The first American College & University Presidents’ Climate Commitment (ACUPCC) Regional Collaborative Symposium – the 2012 Northeast Regional Symposium – took place at Bunker Hill Community College November 3-4, 2011. The Regional Symposiums focus on fostering collaboration among ACUPCC signatories facing similar challenges and opportunities in their geographic regions. This inaugural conference garnered participation from 36 universities in 19 states throughout the Northeast, achieving cross-institutional dialogue, knowledge exchange, and solutions to climate action planning, curriculum reform, and other key issues.

Jennifer Andrews Clean Air Cool PlanetPre-Conference Change Agent Forum

This pre-conference event offered new signatories and schools striving to be compliant with ACUPCC requirements and their pledge to eliminate greenhouse gas emissions a series of “Climate Clinics” presented by representatives of colleges and universities, non-profit organizations, and private consulting companies.

Symposium Sessions

Opening Speakers
Dr. Anthony Cortese, President of Second Nature, opened the Symposium evening of November 3 with David Hales, President Emeritus, College of the Atlantic and Chairman of the Second Nature Board of Directors, and Dianne Dumanoski, Environmental Journalist, with a discussion of the ever- increasing need for leadership in higher education to teach innovative, bold, and necessary climate and sustainability theory. The November 4 sessions were opened by Philip Giudice, the former Commissioner of the Massachusetts Department of Energy.
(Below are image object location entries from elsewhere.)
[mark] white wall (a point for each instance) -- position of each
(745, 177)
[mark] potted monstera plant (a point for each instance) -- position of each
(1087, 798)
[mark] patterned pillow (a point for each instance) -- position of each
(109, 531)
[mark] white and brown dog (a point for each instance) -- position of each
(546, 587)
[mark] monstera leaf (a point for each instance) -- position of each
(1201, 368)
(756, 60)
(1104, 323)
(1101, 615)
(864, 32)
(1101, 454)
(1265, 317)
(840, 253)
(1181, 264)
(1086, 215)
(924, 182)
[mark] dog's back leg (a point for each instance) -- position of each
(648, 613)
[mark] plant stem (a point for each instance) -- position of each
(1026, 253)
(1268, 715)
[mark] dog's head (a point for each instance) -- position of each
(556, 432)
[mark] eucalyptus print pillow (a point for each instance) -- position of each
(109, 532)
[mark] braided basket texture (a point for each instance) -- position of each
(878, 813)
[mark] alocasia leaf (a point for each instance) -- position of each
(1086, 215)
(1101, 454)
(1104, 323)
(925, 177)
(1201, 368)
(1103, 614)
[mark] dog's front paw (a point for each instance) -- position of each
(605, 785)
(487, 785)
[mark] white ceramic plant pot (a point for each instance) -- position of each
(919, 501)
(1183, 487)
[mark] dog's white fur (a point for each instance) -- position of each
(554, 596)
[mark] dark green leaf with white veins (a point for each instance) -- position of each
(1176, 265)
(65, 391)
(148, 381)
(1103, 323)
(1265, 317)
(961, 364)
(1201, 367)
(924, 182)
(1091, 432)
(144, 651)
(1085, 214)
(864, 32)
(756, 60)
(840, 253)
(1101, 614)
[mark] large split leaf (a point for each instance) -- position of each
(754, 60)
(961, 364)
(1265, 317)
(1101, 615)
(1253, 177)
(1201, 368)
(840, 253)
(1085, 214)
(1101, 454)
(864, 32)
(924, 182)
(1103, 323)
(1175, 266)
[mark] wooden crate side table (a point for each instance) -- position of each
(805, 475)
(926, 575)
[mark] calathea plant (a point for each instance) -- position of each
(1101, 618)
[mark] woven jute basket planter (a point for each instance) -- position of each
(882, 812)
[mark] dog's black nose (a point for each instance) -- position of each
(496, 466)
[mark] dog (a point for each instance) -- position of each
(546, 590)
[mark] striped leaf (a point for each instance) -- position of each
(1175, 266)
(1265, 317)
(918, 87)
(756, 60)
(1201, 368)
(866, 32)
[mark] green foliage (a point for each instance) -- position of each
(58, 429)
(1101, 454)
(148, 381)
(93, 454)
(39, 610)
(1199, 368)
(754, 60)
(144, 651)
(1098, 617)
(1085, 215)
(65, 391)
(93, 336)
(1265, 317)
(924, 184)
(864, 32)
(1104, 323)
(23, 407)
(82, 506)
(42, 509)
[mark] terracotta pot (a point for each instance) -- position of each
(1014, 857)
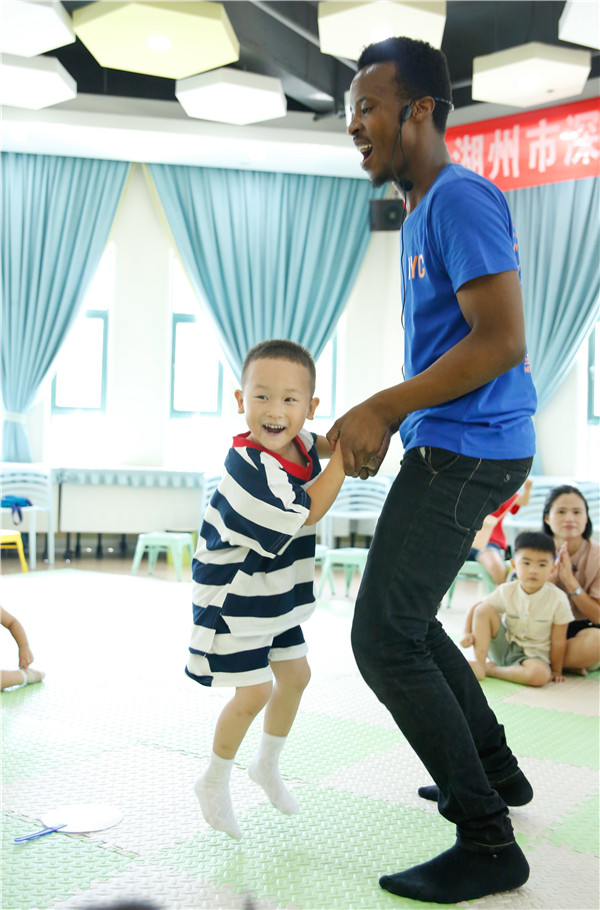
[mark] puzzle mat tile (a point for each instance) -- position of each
(577, 695)
(329, 856)
(561, 737)
(165, 722)
(579, 829)
(559, 880)
(349, 698)
(165, 888)
(395, 774)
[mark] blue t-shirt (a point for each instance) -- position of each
(462, 229)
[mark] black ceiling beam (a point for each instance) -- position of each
(272, 48)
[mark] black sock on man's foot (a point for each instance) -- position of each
(515, 790)
(461, 875)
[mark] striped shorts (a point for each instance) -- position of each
(244, 661)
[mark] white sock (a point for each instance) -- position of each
(212, 790)
(264, 770)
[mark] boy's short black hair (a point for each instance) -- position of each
(282, 349)
(560, 491)
(534, 540)
(420, 70)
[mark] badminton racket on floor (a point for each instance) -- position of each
(76, 818)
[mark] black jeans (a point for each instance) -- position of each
(423, 536)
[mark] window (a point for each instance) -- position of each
(197, 372)
(79, 383)
(196, 368)
(326, 380)
(594, 376)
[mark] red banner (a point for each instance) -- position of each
(543, 146)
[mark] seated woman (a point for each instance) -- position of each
(577, 572)
(492, 554)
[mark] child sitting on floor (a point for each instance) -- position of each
(254, 571)
(523, 623)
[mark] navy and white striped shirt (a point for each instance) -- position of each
(254, 564)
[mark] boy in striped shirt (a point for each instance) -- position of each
(253, 571)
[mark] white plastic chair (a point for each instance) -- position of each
(35, 483)
(358, 501)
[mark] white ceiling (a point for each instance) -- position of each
(129, 129)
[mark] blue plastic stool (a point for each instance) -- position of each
(352, 559)
(156, 542)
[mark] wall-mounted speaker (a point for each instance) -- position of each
(386, 214)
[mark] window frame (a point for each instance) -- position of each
(593, 344)
(175, 413)
(61, 409)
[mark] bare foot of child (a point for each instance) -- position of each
(478, 669)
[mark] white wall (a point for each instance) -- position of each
(136, 426)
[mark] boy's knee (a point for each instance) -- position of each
(538, 674)
(252, 699)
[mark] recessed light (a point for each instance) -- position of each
(159, 43)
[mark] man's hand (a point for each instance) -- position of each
(364, 437)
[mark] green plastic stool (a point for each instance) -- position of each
(155, 542)
(472, 571)
(352, 559)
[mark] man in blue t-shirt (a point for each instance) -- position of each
(465, 416)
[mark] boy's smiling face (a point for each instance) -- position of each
(533, 568)
(277, 398)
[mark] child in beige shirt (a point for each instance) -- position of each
(523, 623)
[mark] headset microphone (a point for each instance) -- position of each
(405, 113)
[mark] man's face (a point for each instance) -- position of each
(376, 106)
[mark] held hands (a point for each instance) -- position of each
(25, 657)
(364, 437)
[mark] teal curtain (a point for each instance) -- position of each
(274, 255)
(557, 228)
(56, 217)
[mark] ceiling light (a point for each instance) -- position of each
(159, 43)
(530, 74)
(579, 23)
(30, 28)
(127, 36)
(34, 84)
(231, 96)
(346, 28)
World Café: Moving Beyond the Climate Action Plan
Participants delved into dynamic discussion and planning during the World Café, which allowed for reflections on the planning process, how to move the campus forward by assigning priorities, key stakeholders, and core values, and engaging with regional partnerships and initiatives. Facilitated by Bonny Bentzin of GreenerU, discussion reflected the need for institutionalizing engagement, the importance of connecting long-term climate planning to the needs of the local community and regional partners, and the potential for creating campus engagement with the Climate Action Plan as a living and strategic institutional document.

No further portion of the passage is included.